Bytes: What’s new in tech
Attack of the Twitter clone
Frustrated Twitter users are migrating to a new social network called Mastodon, said Casey Newton in TheVerge.com. The service, which launched six months ago, has added tens of thousands of users since Twitter changed the way it handles replies—the latest in a series of controversial design tweaks. Mastodon “is almost identical to the platform it’s based on, but with key differences: Posts can run 500 characters rather than 140, and users can make individual posts private.” So far, more than 41,000 users have authored nearly a million posts on the site, which is the creation of a 24-year-old German software developer. The ad-free network is supported by crowdfunding, and users can build their own Mastodon app or host their own version of the service.
Stopping ‘revenge porn’
Facebook is stepping up its fight against “revenge porn,” said Hayley Tsukayama in The Washington Post. The social network has created new privacy tools that stop users “from reposting intimate images shared without the subject’s consent.” The company says it will now keep a database of images reported as revenge porn and use photo-matching software to keep them from being posted on the site again.
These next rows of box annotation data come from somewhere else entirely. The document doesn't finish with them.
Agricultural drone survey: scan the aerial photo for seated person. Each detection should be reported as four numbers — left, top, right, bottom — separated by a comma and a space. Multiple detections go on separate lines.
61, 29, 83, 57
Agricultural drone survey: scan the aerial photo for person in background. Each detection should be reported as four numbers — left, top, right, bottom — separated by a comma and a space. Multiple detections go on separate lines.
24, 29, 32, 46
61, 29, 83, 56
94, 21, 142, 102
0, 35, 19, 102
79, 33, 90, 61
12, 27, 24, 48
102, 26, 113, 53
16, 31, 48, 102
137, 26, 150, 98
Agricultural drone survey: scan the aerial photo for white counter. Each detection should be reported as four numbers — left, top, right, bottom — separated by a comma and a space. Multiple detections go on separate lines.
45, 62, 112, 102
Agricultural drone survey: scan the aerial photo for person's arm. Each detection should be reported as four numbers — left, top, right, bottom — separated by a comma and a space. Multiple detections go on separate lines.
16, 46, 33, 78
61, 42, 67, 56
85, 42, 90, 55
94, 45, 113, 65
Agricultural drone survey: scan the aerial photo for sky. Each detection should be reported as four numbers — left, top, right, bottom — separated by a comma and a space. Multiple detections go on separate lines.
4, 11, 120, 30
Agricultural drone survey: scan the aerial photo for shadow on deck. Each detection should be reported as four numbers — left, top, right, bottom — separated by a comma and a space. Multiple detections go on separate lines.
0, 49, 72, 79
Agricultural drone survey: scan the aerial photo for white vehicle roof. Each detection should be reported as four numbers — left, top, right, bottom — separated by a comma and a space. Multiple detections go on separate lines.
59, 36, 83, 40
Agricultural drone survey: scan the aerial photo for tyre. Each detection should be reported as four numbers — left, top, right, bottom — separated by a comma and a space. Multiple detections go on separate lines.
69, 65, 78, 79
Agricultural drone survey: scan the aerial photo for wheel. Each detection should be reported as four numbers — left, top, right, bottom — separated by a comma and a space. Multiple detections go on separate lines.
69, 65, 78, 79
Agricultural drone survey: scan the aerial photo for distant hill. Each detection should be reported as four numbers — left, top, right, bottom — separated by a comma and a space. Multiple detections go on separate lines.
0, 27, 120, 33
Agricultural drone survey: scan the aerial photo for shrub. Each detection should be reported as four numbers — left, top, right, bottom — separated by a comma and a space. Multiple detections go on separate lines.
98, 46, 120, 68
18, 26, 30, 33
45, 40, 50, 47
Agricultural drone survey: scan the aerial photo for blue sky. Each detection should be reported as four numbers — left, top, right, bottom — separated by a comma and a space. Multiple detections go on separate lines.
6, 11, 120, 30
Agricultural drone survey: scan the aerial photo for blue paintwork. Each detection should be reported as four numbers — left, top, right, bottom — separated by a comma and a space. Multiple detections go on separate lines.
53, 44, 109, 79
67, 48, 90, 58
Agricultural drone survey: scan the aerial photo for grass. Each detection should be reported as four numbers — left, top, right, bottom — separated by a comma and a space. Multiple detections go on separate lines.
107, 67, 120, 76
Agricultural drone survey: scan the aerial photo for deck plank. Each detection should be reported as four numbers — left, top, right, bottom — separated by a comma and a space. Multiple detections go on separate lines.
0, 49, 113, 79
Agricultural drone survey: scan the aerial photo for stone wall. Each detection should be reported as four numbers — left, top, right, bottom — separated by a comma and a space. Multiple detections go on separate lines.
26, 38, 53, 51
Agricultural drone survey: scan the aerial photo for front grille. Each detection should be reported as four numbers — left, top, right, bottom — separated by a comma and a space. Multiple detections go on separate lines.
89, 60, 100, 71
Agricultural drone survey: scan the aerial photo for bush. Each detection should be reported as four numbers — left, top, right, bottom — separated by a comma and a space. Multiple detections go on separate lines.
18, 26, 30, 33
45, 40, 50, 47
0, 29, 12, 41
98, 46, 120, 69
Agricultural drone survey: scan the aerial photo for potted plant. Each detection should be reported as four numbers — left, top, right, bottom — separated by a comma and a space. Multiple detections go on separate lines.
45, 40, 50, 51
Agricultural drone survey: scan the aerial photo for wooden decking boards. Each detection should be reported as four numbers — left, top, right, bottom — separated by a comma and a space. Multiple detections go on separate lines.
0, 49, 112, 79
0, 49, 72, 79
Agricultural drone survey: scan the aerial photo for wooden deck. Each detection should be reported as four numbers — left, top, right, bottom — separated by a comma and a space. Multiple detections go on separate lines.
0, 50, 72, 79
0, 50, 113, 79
Facebook already forbids revenge porn, but victims “often find it very hard to get images of themselves removed from the internet, because it’s so easy to share photos that have been removed in other places.” The crackdown comes amid increased scrutiny of Facebook’s policies after male Marine Corps members were caught using a private group on the site to share nude pictures of female Marines.
Smart cameras for cops
America’s largest maker of police body cameras is going all in on artificial intelligence, said Dave Gershgorn in Qz.com. Axon, formerly known as Taser International, will let police departments use its cameras and software free of charge for one year, hoping to sell them on its vision of AI-assisted policing. The company’s software catalogs and analyzes bodycam footage, helping departments sort through hours of video more easily. Right now, the platform is fairly basic. But “down the line, Axon envisions an automated system of police reports.” Artificial intelligence could be used to transcribe interviews, and to generate descriptions and timelines, cutting down on paperwork. The software could also be used to spot abusive police behavior, by flagging footage in which officers use racial epithets, for example.